One of the best and most famous spear phishing examples is how the RSA unit of EMC was targeted. RSA was responsible for the cybersecurity of EMC. The cybercriminals sent two emails containing an EXCEL file containing an active MACRO. The title of the email was said to be Recruitment Plan. While both emails were filtered into the Junk Folders of employees, one of the employees got curious and retrieved it. When opened, the MACRO opened a backdoor for the people who sent the email. They were then able to procure the credentials of employees. Despite being a security firm, if RSA could get tricked, imagine the life of unsuspecting regular Internet users.
In yet another example concerning a cybersecurity firm, there were emails from third parties that tricked managers into believing that it was their employees asking for details. When the cybercriminals got the information by posing as employees over email, they could get money transferred from the company to criminals’ offshore accounts. It is said that Ubiquity lost over $47 million due to the spear-phishing scam.

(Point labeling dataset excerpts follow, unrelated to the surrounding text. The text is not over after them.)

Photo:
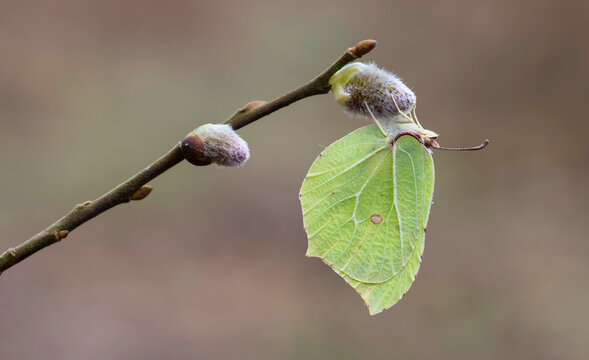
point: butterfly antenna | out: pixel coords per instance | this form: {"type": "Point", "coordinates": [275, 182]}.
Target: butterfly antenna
{"type": "Point", "coordinates": [437, 146]}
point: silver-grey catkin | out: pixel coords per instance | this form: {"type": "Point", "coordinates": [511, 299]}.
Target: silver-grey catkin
{"type": "Point", "coordinates": [376, 87]}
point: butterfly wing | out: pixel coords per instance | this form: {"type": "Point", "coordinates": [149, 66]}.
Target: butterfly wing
{"type": "Point", "coordinates": [365, 206]}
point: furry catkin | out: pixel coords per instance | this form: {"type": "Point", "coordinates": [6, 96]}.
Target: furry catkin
{"type": "Point", "coordinates": [358, 85]}
{"type": "Point", "coordinates": [222, 145]}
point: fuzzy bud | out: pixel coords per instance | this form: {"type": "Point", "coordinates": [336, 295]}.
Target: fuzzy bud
{"type": "Point", "coordinates": [217, 143]}
{"type": "Point", "coordinates": [358, 85]}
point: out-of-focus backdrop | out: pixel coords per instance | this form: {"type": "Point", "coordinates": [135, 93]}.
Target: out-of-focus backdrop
{"type": "Point", "coordinates": [211, 265]}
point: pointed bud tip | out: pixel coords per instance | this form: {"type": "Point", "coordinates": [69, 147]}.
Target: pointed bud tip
{"type": "Point", "coordinates": [217, 143]}
{"type": "Point", "coordinates": [363, 47]}
{"type": "Point", "coordinates": [141, 193]}
{"type": "Point", "coordinates": [254, 104]}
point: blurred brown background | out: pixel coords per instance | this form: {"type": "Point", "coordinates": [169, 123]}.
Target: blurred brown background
{"type": "Point", "coordinates": [211, 265]}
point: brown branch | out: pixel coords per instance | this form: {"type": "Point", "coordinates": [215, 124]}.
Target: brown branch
{"type": "Point", "coordinates": [135, 188]}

Whaling & Spear Phishing scams are emerging cyber-security issues. There is a thin line of difference between the two. Spear Phishing targets a group of people – like an email that targets employees of a company, customers of a company, or even a specific person. Whaling Scams typically target high-level executives.
Spear Phishing protection
Remember that no e-commerce company will ask you for your personal information via email or phone. If you receive any message asking you for details you don’t feel comfortable sharing, consider it a spear-phishing attempt and cut it off directly. Ignore such emails, messages and switch off such calls. You can confirm with the organization or person before responding in the future.
Among other Spear Phishing protection methods is to share only as much as is needed on social networking sites. You can say it is a photo of your new phone and post it instead of adding you bought it from XYZ organization – on a specific date.
You must learn to identify Phishing Attacks to know more about protection from Phishing. It would be best to have good security software that filters your email well. You can add email certifications and encryptions to the email clients you use to protect you better. Many spear-phishing attempts may get caught with certificate-reading programs built into or installed on the email client.
Stay safe, and stay sharp when online!
What indicates Spear Phishing?
Spear phishing entails a cyber assault that is more focused compared to phishing. Emails are customized for the specific target. For instance, the perpetrator might relate to a particular purpose, masquerade as an individual familiar to the recipient, or employ alternative tactics of manipulating human psychology to establish trust with the target.
Is Spear Phishing a type of malware?
No, spear phishing isn’t a category of malware. Instead, it is a focused cyber assault approach in which malevolent actors customize emails or messages to deceive particular people into exposing confidential data or carrying out specific tasks. Conversely, malware denotes malicious software that aims to infiltrate computers or networks, inflicting damage, stealing data, or attaining unauthorized entry.